SQLITE data to Charts - Various Issues

Hello

This is my first post, sorry it's a bit long-winded ...

Overview

I have an outstation sending data to Node-Red via MQTT. The data is sent every 30s and is (temperature 1, temperature 2, humidity, pressure, voltage 1, voltage 2, voltage 3, voltage 4).

I want to chart this data in multiple charts from periods of 8 days to 30 minutes and I want to have this data re-load following server restarts so the incomming data needs to be stored on the server.

I have Node-Red, Mosquitto and SQLITE running on a PI.

Initial Development

My initial approach was to send the incoming data to a chart and to a file.
On start-up, the data from the file is loaded into the chart and then incoming data further populates the chart.

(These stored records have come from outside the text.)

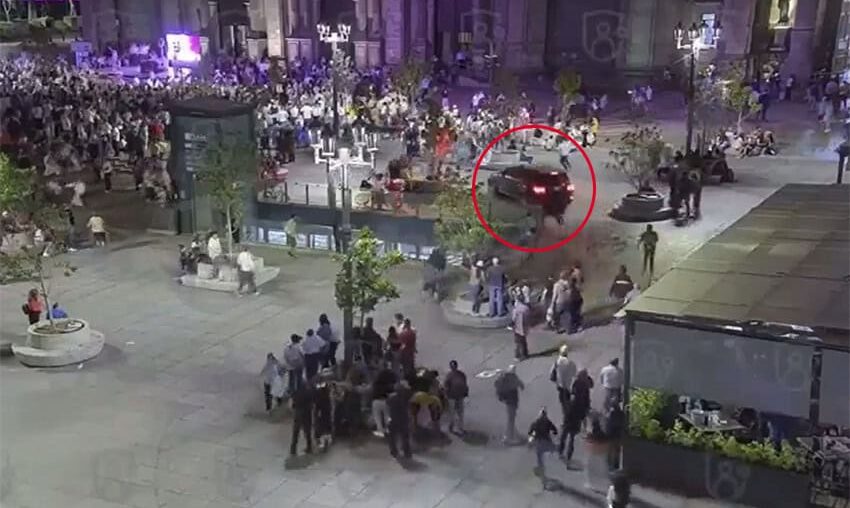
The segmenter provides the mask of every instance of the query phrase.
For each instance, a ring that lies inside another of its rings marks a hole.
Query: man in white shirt
[[[560,163],[564,171],[570,170],[570,154],[575,150],[575,147],[569,140],[562,139],[558,144],[558,155],[560,155]]]
[[[569,358],[566,344],[561,346],[560,354],[558,355],[558,359],[555,360],[553,369],[554,376],[552,377],[554,378],[555,387],[558,389],[558,402],[561,403],[561,409],[566,414],[570,403],[570,389],[573,385],[573,379],[575,379],[578,373],[575,362]]]
[[[219,265],[221,264],[221,241],[218,239],[218,233],[210,235],[207,240],[207,256],[213,265],[213,276],[218,274]]]
[[[304,351],[304,370],[308,381],[319,372],[324,348],[325,341],[316,335],[313,329],[307,330],[307,336],[301,343],[301,350]]]
[[[611,363],[602,367],[599,371],[599,379],[605,390],[603,410],[607,414],[608,410],[623,399],[623,369],[620,368],[620,359],[614,358]]]
[[[242,288],[246,285],[249,292],[255,295],[260,294],[254,282],[254,256],[251,255],[245,245],[242,246],[242,252],[236,256],[236,268],[239,276],[239,287],[236,289],[236,294],[242,296]]]

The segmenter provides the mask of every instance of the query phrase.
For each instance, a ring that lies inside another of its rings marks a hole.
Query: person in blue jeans
[[[493,258],[492,266],[487,269],[490,317],[505,315],[505,282],[505,268],[499,264],[499,258]]]
[[[541,477],[546,474],[545,464],[543,462],[544,455],[557,451],[555,443],[552,442],[552,436],[557,434],[557,427],[555,427],[555,424],[546,415],[546,408],[542,408],[537,415],[537,419],[534,420],[534,423],[528,429],[528,437],[532,444],[534,444],[534,452],[537,455],[537,473]]]

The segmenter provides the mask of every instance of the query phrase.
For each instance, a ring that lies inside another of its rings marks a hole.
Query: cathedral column
[[[405,3],[408,0],[384,0],[383,19],[384,26],[384,61],[390,65],[398,65],[407,53],[405,37],[409,28],[405,17]]]
[[[286,53],[283,42],[286,30],[286,10],[281,0],[265,0],[264,7],[269,57],[282,57]]]
[[[818,0],[797,1],[792,12],[791,43],[782,73],[786,76],[796,74],[801,81],[812,73],[818,3]]]

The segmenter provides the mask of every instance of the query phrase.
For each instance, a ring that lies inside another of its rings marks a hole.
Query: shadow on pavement
[[[467,430],[458,439],[469,446],[486,446],[490,442],[490,436],[477,430]]]

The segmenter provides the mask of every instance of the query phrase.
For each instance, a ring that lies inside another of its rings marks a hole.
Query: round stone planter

This approach has the merit of simplicity and works well for a few days.
I have a file per chart data stream, but these files obviously just grow and grow. As the files get bigger, Node-Red slows down and further development with this approach seems inelegant.

Database Development

I decided to try to send the data to a SQLITE database and chart it from there. This is a work-in-progress and I've got this partially working with an inject node manually to create a chart.

I am writing the incoming data to a database table together with unix time and also human readable date and time.

Problems

(a) Manual inject of the query to select pressure data results in a graph with missing points as can be seen from the straight line on the chart (following the highlighted data point). This is despite the underlying data being present in the database and this result is reproducable.

My select node is simply
"SELECT time as "x", PRESSURE as "y" FROM sensors WHERE currenttime >= date('now','-60 minutes')"

and the change node is
[
{
"series": ["pressure"],
"data": [[payload[[0..64000]]]],
"labels": [[""]]
}
]

Now, I know I should not have 64000 in there, but I wanted to ensure I get all the records from the query, and if I make that a low number some could be missed. I would really like to set all my queries at 8 days and then where I want less time displayed, define this on the chart node. [I envisage later on perhaps having buttons to allow me to choose the duration displayed].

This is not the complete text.